Religious charities triumphed in a 5-to-4 U.S. Supreme Court ruling May 19 determining that states cannot levy property taxes on nonprofits merely because their constituents are primarily out-of-state residents.
In Camps Newfound/Owatonna v. Town of Harrison, the Supreme Court struck down a Maine Supreme Judicial Court decision against a Christian Science Church summer camp, where 95 percent of the registrants came from outside Maine. The camp had protested paying $60,000 in property taxes from 1989 to 1991, taxes that had not been required of charities serving constituents living chiefly within the state.
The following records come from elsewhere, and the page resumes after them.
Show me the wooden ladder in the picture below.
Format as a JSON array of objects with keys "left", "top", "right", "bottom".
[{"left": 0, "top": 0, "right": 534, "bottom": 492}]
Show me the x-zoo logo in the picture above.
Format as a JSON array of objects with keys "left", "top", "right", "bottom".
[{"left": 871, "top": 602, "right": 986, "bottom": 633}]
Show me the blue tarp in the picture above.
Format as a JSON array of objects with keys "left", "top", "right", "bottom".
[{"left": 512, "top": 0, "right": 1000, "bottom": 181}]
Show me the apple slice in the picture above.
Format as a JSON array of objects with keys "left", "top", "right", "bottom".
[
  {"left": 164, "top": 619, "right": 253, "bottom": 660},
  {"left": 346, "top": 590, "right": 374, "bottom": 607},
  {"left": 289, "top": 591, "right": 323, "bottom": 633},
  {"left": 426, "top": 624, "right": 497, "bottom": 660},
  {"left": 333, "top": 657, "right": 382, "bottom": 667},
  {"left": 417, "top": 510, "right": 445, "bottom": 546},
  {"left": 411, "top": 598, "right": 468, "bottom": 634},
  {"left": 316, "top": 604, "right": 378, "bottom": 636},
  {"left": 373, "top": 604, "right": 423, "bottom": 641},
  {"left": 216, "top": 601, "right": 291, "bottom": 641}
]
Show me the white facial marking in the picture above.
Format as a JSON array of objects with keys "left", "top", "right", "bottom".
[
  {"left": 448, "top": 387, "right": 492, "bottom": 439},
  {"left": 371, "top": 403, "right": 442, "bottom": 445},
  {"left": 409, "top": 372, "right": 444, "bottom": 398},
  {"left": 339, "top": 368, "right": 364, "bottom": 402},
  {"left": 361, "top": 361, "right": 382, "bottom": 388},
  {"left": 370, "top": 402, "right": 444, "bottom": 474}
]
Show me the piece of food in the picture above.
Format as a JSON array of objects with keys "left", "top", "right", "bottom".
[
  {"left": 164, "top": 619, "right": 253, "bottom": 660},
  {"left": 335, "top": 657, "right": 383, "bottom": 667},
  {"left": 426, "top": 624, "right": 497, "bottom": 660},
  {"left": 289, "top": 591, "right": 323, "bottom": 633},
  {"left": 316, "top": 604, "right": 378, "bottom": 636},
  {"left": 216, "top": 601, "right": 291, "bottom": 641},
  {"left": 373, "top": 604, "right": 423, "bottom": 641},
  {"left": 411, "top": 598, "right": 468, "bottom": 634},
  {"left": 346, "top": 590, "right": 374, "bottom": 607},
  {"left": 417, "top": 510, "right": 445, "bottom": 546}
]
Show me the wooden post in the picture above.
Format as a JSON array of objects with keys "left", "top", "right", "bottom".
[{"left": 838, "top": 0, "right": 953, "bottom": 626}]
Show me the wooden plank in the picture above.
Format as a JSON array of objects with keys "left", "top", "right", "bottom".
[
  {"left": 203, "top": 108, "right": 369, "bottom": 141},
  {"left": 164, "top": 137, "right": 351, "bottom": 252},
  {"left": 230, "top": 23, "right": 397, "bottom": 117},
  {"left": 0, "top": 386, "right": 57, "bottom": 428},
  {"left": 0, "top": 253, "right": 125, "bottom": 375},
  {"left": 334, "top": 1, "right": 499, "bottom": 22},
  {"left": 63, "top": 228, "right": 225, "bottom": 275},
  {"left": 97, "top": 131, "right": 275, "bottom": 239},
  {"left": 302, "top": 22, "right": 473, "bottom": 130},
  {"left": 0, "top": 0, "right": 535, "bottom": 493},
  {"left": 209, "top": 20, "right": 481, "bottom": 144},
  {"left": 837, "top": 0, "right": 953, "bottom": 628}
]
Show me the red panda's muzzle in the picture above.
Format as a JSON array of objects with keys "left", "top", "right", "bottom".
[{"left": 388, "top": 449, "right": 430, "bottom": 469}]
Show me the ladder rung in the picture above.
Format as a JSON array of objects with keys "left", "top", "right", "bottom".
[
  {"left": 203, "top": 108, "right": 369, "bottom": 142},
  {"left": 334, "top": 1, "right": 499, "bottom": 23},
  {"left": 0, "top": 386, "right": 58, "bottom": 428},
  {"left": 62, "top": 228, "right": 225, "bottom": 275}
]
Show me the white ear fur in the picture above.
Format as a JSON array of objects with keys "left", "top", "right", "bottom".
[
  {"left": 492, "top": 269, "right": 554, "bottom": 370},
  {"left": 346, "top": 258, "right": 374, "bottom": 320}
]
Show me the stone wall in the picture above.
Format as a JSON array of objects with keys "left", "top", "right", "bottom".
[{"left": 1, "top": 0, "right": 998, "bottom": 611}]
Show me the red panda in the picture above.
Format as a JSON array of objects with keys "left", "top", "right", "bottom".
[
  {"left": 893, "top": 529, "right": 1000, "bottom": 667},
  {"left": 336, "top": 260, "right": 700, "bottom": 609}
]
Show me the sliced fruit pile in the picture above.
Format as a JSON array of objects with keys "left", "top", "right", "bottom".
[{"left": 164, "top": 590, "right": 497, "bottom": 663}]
“By striking Maine’s law, the Court slammed the door against state assaults on the skimpy coffers of charities nationwide,” says Steven T. McFarland, director of the Christian Legal Society’s (CLS) Center for Law and Religious Freedom in Annandale, Virginia. “Otherwise, we could have expected revenue-hungry states and cities to tax all but the smallest of charities.”
Religious groups joining the CLS in filing a friend-of-the-court brief included the National Association of Evangelicals, World Relief, the Coalition of Christian Colleges and Universities, International Union of Gospel Missions, and the Christian Life Commission of the Southern Baptist Convention. Some cautioned that the slim margin of victory means the taxing of charities issue could soon crop up again in another form.